Bisnis | Thursday, 13 May 2021, 14:18 WIB

Saat ini, Perbankan Syariah sedang mengalami perkembangan yang cukup pesat. Namun, perkembangan tersebut menurut pandangan saya, masih kalah dengan pesaing Bank Syariah. Salah satu cara memenangkan kompetisi adalah berhenti berusaha memenangkan kompetisi. Maka, untuk memajukan Bank Syariah, bisa dengan menggunakan Strategi Blue Ocean (Strategi Samudera Biru).

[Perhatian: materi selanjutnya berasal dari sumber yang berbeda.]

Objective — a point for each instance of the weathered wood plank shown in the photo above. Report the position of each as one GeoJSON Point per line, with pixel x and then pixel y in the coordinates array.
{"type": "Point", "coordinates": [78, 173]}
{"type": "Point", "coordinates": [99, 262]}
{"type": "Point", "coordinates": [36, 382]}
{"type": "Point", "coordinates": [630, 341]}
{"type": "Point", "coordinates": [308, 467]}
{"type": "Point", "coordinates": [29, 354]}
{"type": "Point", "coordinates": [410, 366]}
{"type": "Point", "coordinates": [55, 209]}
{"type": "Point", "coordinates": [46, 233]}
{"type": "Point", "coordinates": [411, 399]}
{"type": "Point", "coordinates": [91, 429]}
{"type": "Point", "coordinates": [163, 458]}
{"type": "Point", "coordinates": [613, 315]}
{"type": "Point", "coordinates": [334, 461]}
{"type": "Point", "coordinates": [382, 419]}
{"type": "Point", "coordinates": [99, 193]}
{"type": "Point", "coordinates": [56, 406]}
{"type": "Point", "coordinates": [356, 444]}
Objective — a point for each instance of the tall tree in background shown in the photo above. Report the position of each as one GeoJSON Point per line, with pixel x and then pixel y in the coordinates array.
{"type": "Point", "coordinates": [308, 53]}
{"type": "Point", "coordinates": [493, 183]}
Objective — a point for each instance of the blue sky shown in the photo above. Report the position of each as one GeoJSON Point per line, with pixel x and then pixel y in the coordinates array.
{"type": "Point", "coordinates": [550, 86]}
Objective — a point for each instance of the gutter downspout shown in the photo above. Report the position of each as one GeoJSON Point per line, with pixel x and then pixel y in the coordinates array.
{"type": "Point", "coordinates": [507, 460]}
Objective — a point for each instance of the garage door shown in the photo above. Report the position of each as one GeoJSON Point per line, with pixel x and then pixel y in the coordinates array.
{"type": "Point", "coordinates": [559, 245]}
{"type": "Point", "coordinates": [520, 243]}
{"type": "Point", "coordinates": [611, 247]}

Strategi Blue Ocean sendiri adalah strategi yang mengupayakan pengembangan dengan menciptakan pasar baru dan aturan main sendiri. Ada beberapa poin penting yang mungkin bisa diterapkan dalam menerapkan strategi samudera biru tersebut, di antaranya:

1. Mengubah Bank Syariah yang berstatus Perusahaan menjadi Lembaga Nirlaba

Bank Syariah bisa meniru BPJS yang berstatus lembaga nirlaba. Dengan status nirlaba tersebut, maka Bank Syariah tidak perlu susah payah mencari laba. Hal ini bisa menjadikan Bank Syariah lebih fokus dalam melayani pelanggan.

Dalam pandangan saya. Sebenarnya, lembaga keuangan terutama berbasis syariah tidak terlalu cocok dijadikan sebuah industri. Karena, ia merupakan penyedia jasa yang menyimpan dan menyalurkan dana kepada masyarakat. Dana tersebut merupakan alat pembayaran yang digunakan masyarakat untuk kegiatan jual beli. Maka, apabila suatu lembaga keuangan berbasis syariah dijadikan sebuah industri, akan memberikan peluang untuk terjerumus kepada riba (tambahan).

Alangkah lebih baiknya agar Bank Syariah berfokus mengambil peran sebagai penasehat Industri berskala kecil, menengah maupun besar. Dan juga, berperan lebih intensif dalam melakukan sosialisasi literasi keuangan syariah kepada masyarakat.

Walaupun begitu, Bank Syariah tetap bisa mendapatkan keuntungan dengan cara menyediakan jasa pembayaran, isi saldo dompet digital, biaya payroll, biaya administrasi bulanan, pembelian hewan aqiqah atau qurban dan lain sebagainya.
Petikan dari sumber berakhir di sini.